Special care needs to be taken by the employer, or his appointed plan supervisor, to ensure that the investment fees charged properly monitored. This is on account of the fact that these fees are generally deducted from the returns on the investment, and the net return on the investment is considered to be the return on hand after the fees are deducted. Thus, an unscrupulous investment advisor who is not properly monitored could manage to deduct additional sums as his fees, since the amounts do not turn up in the net returns, based on which the plans expenses and earnings are calculated.

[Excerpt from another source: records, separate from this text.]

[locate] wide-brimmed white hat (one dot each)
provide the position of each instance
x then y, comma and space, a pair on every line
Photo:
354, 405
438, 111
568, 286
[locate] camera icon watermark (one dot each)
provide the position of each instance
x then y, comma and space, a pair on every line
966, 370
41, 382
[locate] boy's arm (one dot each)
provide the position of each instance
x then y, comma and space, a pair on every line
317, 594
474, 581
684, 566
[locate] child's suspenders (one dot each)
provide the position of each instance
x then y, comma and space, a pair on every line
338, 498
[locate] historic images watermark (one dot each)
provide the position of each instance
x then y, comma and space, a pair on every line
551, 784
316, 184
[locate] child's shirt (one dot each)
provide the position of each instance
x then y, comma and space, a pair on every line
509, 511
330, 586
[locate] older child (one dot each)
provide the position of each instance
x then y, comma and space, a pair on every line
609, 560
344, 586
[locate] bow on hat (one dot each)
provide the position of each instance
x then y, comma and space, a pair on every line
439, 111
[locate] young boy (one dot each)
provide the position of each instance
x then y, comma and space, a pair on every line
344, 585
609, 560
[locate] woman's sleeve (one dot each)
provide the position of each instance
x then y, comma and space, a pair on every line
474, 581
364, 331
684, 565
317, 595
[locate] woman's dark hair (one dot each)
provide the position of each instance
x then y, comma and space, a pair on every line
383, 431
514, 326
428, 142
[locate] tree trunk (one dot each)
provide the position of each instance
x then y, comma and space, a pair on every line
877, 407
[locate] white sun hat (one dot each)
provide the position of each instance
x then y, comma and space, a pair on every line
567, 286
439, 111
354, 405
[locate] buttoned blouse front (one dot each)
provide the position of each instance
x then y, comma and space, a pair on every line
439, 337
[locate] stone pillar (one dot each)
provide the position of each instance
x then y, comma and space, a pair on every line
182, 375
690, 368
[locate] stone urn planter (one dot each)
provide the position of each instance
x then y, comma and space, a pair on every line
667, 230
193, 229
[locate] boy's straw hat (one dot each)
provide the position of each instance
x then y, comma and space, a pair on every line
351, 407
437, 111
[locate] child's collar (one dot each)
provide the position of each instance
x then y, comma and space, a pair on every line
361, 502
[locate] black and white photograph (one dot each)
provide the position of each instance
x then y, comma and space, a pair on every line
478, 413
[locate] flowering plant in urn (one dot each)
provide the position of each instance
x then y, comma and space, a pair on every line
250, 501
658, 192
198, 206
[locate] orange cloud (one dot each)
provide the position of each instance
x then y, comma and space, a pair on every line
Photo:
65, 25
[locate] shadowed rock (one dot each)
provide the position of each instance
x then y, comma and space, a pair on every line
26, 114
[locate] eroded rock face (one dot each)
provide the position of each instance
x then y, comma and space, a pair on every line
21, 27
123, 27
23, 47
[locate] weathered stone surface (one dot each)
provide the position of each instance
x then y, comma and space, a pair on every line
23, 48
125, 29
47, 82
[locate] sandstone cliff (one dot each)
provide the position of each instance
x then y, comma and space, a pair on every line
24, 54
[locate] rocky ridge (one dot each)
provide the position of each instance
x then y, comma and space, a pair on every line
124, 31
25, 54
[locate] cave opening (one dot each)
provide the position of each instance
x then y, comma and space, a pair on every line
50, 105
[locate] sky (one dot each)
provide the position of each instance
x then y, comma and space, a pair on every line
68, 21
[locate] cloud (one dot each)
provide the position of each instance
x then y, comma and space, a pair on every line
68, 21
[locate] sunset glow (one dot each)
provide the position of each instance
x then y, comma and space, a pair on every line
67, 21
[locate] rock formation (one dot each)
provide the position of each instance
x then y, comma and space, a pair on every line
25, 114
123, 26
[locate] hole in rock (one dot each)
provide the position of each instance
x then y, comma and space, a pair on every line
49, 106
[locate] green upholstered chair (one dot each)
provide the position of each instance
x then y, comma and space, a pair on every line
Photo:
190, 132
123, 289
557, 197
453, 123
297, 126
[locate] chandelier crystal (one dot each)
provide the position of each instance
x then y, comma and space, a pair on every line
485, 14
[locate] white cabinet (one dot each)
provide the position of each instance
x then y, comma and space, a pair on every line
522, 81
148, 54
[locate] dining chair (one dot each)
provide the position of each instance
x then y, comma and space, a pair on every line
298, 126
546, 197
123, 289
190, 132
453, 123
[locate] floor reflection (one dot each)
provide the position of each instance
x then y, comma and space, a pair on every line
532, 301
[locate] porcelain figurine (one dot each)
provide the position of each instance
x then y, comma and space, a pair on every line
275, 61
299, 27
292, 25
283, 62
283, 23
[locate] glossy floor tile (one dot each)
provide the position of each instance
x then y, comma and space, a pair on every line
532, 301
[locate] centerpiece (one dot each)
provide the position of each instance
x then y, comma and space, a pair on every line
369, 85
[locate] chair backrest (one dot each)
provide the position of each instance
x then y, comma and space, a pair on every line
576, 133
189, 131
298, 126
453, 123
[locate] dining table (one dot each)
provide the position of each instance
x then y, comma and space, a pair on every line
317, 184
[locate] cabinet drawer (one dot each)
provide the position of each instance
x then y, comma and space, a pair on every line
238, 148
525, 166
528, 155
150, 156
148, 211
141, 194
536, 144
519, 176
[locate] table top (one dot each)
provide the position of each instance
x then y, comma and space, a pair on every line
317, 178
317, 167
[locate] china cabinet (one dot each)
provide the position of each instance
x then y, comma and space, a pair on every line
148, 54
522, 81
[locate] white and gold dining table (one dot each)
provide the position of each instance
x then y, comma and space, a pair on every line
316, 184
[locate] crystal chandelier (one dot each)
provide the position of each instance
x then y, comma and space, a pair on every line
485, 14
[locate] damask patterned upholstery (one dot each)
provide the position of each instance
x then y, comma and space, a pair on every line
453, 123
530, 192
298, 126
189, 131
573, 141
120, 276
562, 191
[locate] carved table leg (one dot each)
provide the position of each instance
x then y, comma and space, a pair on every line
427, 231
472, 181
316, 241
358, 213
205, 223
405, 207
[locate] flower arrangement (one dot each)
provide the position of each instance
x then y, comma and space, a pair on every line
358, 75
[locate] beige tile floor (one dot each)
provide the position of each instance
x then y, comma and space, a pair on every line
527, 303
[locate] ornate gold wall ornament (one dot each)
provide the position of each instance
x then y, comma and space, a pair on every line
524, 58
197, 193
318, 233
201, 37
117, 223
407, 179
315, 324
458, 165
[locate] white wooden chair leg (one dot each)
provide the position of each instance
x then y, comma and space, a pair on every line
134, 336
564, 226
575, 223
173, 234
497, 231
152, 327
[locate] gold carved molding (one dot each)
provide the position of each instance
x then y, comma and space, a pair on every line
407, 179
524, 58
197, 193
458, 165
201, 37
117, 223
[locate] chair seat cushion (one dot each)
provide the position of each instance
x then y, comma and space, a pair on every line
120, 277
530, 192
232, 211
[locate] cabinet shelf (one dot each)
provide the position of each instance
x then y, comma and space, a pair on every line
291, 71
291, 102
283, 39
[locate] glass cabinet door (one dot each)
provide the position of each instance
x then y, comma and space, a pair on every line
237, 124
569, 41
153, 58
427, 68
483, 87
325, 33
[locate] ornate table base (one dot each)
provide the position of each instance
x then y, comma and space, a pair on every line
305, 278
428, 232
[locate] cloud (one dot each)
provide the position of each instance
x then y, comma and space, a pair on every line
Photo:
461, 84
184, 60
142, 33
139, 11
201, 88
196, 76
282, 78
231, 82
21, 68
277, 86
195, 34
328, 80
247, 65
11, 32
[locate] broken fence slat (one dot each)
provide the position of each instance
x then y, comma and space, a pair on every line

Secondly the transaction cost of buying or selling financial products and derivatives, such as stocks and mutual funds, carry sales charges, or loads, and might vary depending upon the product and broker. Therefore, it is essential to choose an investment service which has zero or very low loads.
Lastly, depending upon the required, or desired, rate of return, you have the option of choosing to keep the plan investments actively managed, which would provide a greater return rate, along with higher investment advisory expenses, or you can select passively managed investments, such as index funds, which track a specific index, such as the S&P 500, and require very little human intervention, thus reducing the associated management fees. Please note that the returns from passively managed funds are likely to be les than those from actively managed funds.
Individual Service Fees: If the plan offers individual and optional services to plan participants, there may be expenses associated with providing these services, and the plan manager would be responsible for charging each individual participant as per services chosen. An example of this kind of service would be a loan, or credit facility, offered against funds accumulated in the plan.
In summary, before you start a retirement plan, you should be aware of the number of plan participants, the total monthly contributions you would need to make, the expected rate of return and associated investment types and options, and have a list of all specific services you need from the plan manager and investment advisors. Once the plan is operational, monitor all expenses, plan performance and obtain feedback from employees regarding their satisfaction with the management and performance of the plan.